Medical organizations, courts and other groups generally agree that there are some important distinctions between stopping treatment and acting to cause a patient's death. By insisting that withdrawing a feeding tube is akin to euthanasia, these special interest groups are undermining their credibility.
And they're creating unnecessary confusion for the growing numbers of families losing a loved one to Alzheimer's. Vegetative state cases are not nearly as numerous as cases of Alzheimer's. But both kinds of cases force families to mull over the same question: When the human brain is so badly damaged that its owner can no longer think or even eat, what should be done?
This is a question families should feel free to answer for themselves -- without fearing intrusion from outsiders. And when you really think about it, the idea of placing a feeding tube in a patient with advanced Alzheimer's disease makes no sense at all, medically or morally. It borders on barbaric and cruel. It's just the kind of dehumanizing medical intervention that the public finds so distasteful. It's the sort of practice that undermines confidence that doctors have the best interests of patients and families at heart.

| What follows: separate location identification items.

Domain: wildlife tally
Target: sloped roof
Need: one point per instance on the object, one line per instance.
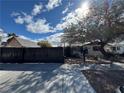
(25, 42)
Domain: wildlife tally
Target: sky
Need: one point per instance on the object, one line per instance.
(40, 19)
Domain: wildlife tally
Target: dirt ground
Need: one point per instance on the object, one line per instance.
(105, 81)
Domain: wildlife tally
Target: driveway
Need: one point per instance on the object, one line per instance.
(43, 78)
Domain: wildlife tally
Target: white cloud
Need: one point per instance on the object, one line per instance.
(37, 9)
(55, 39)
(73, 17)
(65, 11)
(53, 3)
(3, 34)
(15, 14)
(40, 26)
(1, 30)
(27, 38)
(19, 20)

I appreciate Dr. Cranford articulating what the interests actually are. Removing the feeding tube returns the patient to her natural state. Defining removal as ghastly intervention doesn't make sense. But for the feeding tube, nature would have taken its course within two weeks of the injury. So, the intervention is keeping the tube, not taking it away. The intervention is not benign in an end of life Alzheimer's case (or Ms. Schiavo's) because it can only maintain the patient in a hopeless condition. Therefore, it is reasonable to remove the feeding tube. (Cf: A feeding tube for a moderate burn patient whose throat was effected would be benign intervention because the patient is likely to recover.)

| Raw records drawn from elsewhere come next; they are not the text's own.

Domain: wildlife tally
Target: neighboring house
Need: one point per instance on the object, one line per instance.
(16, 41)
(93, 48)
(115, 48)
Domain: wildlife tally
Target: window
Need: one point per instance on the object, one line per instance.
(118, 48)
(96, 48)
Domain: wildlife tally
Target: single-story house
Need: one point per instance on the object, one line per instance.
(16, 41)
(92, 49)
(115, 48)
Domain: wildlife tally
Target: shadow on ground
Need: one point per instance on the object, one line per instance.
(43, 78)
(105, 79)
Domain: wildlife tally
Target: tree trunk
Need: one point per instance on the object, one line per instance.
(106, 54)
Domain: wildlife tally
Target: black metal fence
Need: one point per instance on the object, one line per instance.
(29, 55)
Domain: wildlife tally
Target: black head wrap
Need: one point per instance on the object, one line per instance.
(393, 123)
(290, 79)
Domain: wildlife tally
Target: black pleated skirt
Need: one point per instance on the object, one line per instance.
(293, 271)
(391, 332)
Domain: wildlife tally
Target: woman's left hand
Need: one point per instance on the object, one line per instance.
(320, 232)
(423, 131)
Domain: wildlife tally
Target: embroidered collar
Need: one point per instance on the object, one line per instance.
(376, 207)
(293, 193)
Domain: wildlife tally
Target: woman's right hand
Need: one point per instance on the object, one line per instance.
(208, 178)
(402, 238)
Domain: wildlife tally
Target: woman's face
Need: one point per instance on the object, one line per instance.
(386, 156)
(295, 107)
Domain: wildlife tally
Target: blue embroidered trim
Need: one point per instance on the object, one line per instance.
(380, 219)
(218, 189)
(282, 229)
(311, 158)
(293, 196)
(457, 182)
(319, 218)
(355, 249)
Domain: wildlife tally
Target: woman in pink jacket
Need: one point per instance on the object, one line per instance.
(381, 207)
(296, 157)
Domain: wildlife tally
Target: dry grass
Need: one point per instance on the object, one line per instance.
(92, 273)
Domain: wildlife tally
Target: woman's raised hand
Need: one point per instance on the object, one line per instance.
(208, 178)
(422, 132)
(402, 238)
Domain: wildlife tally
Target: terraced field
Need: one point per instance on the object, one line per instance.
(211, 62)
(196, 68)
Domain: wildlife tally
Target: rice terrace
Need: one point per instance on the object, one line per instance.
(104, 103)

As Baby Boomers continue to age, more and more families will be faced with the question of whether to continue life support in the form of a feeding tube. The number of Alzheimer's patients far out number those in a persistent vegetative state and that population will grow. I find Dr. Cranford's position convincing. If the person has deteriorated to the point that she has lost most of her faculties, and, can no longer eat by normal means, insertion of a feeding tube to extend her life serves no defensible purpose.

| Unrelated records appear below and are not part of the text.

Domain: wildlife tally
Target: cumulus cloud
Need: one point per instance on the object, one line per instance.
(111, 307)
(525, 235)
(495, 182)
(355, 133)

Though the far Right followers who have behaved so bizarrely in regard to the death of Terri Schiavo seem unable to understand them, the reasons Robert and Mary Schindler lost in their efforts to continue life support are simple:
•There was oral testimony that established Ms. Schiavo's intent that she not be kept alive by artificial means. In the absence of a living will, oral testimony is acceptable evidence.
•All credible expert medical testimony, which included more than 40 medical personnel over a 15-year period, agreed that Ms. Schiavo is in a persistent vegetative state. Persons wishing to read a summary of neurologists' opinions should read all of the NYT article cited above.